If you have a long enough NFL memory, you remember Peterson as a Punisher six feet two inches tall and weighing 220 pounds. who controlled the ball with the power of a bulldozer and the speed of a cheetah… At the end of the 2011 season, he tore two ligaments in his knee and attacked his offseason rehab just like his opponents. He ran 2,097 yards the following season, still the second best in a single season in league history.
He has always been – and in a sports context people consider this the highest praise – the beast… But at nearly 37, Peterson isn’t just approaching 40; he rushes to work, where 31 makes you a pensioner.
Last weekend marked the end of the first season of the NFL with 17 games, and if the path to the finish seemed endless and frustrating, then this is not you.
This extra week seemed like three or four to sports fans trying to follow the NFL, as well as follow traditional winter leagues like the NHL and NBA. The league is demanding more than ever from its talent pool, which must expand to include players like Peterson who would otherwise be watching along with the rest, as well as our attention.
All of this is in line with the steady rise in earnings that the NFL is looking forward to – the league believes it could be profitable. US $ 25 billion per annum by 2027… If future negotiations with the National Association of Football League Players include team owners pushing for even more regular season expansion, you’ll see why. Each additional game in the regular season is an opportunity to make more money.
But this money is not free.
Staging more games, more weekends, more platforms, more nights per week reduces the scarcity that makes each game valuable. Each expansion to the schedule promotes games across the spectrum from watching meetings like a title fight to simple inventory like most of baseball’s 162 games. You can ask fans to be more attentive, or you can ask them to tune in every night. Few people, other than TV presenters and beat writers, can expend mental energy on both.

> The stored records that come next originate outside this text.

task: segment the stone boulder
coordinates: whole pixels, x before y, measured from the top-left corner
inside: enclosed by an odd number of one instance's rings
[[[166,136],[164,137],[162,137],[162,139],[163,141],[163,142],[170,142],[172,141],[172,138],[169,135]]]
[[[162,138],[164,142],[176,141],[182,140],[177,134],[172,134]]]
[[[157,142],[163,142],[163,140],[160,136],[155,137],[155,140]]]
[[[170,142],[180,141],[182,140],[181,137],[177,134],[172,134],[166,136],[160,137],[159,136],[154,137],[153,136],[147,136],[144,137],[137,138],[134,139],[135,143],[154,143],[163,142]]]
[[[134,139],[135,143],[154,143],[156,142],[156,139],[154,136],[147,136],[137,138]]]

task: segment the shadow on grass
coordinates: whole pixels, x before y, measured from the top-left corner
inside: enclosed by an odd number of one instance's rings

Physical losses must be paid
And there is a price for the players’ bodies. In a league where the players can’t handle the pressures, you cause injuries that create opportunities for people like Nick Mullens, who was late promoted from the training team. to the starting defender when the COVID outbreak hit the Cleveland Browns, and for Peterson, who ran 1,042 yards in 2018, but utilization and yards per carry have declined steadily since then.

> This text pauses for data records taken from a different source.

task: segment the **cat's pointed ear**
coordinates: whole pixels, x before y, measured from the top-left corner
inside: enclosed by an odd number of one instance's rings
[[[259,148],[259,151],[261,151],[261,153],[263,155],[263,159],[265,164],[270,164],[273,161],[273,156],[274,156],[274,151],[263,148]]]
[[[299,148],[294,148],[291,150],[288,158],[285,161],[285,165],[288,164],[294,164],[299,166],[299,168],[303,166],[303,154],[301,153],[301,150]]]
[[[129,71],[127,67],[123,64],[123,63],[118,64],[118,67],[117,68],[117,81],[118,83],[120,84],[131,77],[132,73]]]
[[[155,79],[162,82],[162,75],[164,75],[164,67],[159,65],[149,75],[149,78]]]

Anyone who follows the NFL knows the ideal of the Next Player League and recognizes that most teams are as good as their backups. But when the real Next Man Up is a 36-year-old backdrop whose reflexes and brute speed have dulled, we also have to admit that product quality suffers.
Of course, the coronavirus pandemic has changed both lineups and schedules this NFL season. The coup was not as extreme as in the NBA, where the Raptors had a starting lineup that included several players who met their new teammates at the last minute only in minutes before the one-sided defeat by Cleveland… But as Mullens’ emergency ad has shown, continuity can be a luxury in professional sports in the COVID era.

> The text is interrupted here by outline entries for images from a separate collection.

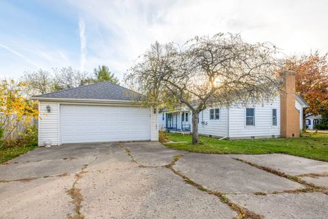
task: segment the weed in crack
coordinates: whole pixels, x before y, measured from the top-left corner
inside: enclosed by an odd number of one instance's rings
[[[323,187],[320,187],[320,186],[317,186],[317,185],[316,185],[313,183],[306,182],[305,181],[301,179],[299,177],[288,175],[285,174],[284,172],[279,172],[279,171],[271,169],[271,168],[266,167],[266,166],[260,166],[260,165],[258,165],[256,164],[251,163],[251,162],[247,162],[247,161],[245,161],[245,160],[243,160],[243,159],[239,159],[239,158],[232,158],[232,159],[234,159],[235,160],[237,160],[238,162],[243,162],[245,164],[247,164],[249,165],[251,165],[251,166],[252,166],[255,168],[257,168],[258,169],[264,170],[266,172],[274,174],[275,175],[277,175],[277,176],[279,176],[279,177],[284,177],[284,178],[288,179],[289,180],[295,181],[295,182],[299,183],[300,184],[302,184],[302,185],[303,185],[306,187],[305,189],[299,189],[299,190],[286,190],[284,192],[288,193],[288,191],[289,192],[292,191],[293,193],[312,192],[321,192],[323,193],[328,192],[327,191],[326,191],[326,189],[325,188],[323,188]],[[290,193],[290,192],[289,192],[289,193]]]
[[[181,156],[180,156],[181,157]],[[174,164],[171,164],[169,165],[167,165],[166,167],[169,169],[170,169],[175,175],[179,176],[180,177],[182,178],[183,181],[189,185],[193,185],[193,187],[196,188],[202,192],[206,192],[208,194],[211,195],[215,195],[217,197],[219,198],[219,200],[222,202],[224,204],[228,205],[231,209],[233,211],[236,211],[238,214],[238,216],[239,218],[243,218],[243,219],[262,219],[263,218],[262,216],[256,214],[249,210],[248,210],[246,208],[242,207],[232,201],[229,200],[225,195],[223,194],[217,192],[217,191],[211,191],[206,188],[204,188],[203,185],[198,184],[195,182],[194,182],[193,180],[187,177],[187,176],[182,175],[181,172],[179,171],[176,170],[173,167]]]
[[[81,189],[76,187],[77,181],[80,180],[83,174],[86,172],[85,169],[87,167],[87,165],[85,164],[81,168],[81,171],[75,175],[75,181],[74,181],[72,188],[66,191],[66,193],[70,196],[72,198],[72,203],[75,206],[75,213],[74,216],[68,216],[68,219],[84,219],[84,216],[81,213],[81,207],[82,207],[82,202],[83,201],[83,197],[81,194]]]
[[[69,175],[68,173],[65,172],[63,174],[59,174],[58,175],[45,175],[43,177],[30,177],[30,178],[23,178],[23,179],[12,179],[12,180],[0,180],[0,183],[11,183],[11,182],[29,182],[30,181],[34,180],[34,179],[41,179],[41,178],[52,178],[52,177],[66,177]]]
[[[306,173],[306,174],[302,174],[301,175],[298,175],[297,177],[312,177],[312,178],[318,178],[318,177],[328,177],[328,172],[324,172],[324,173]]]

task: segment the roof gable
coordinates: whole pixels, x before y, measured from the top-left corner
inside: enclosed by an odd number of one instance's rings
[[[77,88],[33,96],[34,99],[72,99],[133,101],[141,94],[110,81],[103,81]]]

Nine months before the start of the 2023 campaign, we do not know if we should prepare for yet another season of pandemic football with its glitches and patchwork squads. But we cannot guarantee a new version or politicized opposition to reasonable public health measuresor the collapse of the health care system won’t stop the NFL’s next attempt at a smooth 17-game regular season.
Meanwhile, high-profile American college football tycoons are pushing for the sport’s playoffs to be expanded from four teams to at least six. More play for players on elite teams gives non-NFL players a better chance of proving themselves in front of professional scouts, but also creates more opportunities for future first-round players to be seriously injured.
Add his name to the injury list of recent Alabama stars, which includes Tua Tagovailoa (thigh), Jaylen Waddle (ankle) and Brampton native John Matchey III (knee). These select examples from the multi-year title contender are not a trend, but they illustrate the risks players take when organizers extend the season.
A generation ago, major NCAA football conference schedules ran up to 12 games – 11 in the regular season plus a bowl game for teams that earned invitations. Alabama and Georgia have played 15 players this season, and each new game has exposed players to severe and incremental damage that could affect their draft squad and professional careers.
Since both pro and college play require more performance from the same group of players, something will have to be compromised. They can play more, or they can play better, or they can play longer, but doing all three is nearly impossible.
If the 17th game in the NFL leads to the 18th, it will all lead to a load that players cannot handle, individually or collectively. Their bodies will suffer or the quality of the product will suffer.
And if the NFL cannot depend on any of these commodities, what exactly are they selling, and why should we keep buying?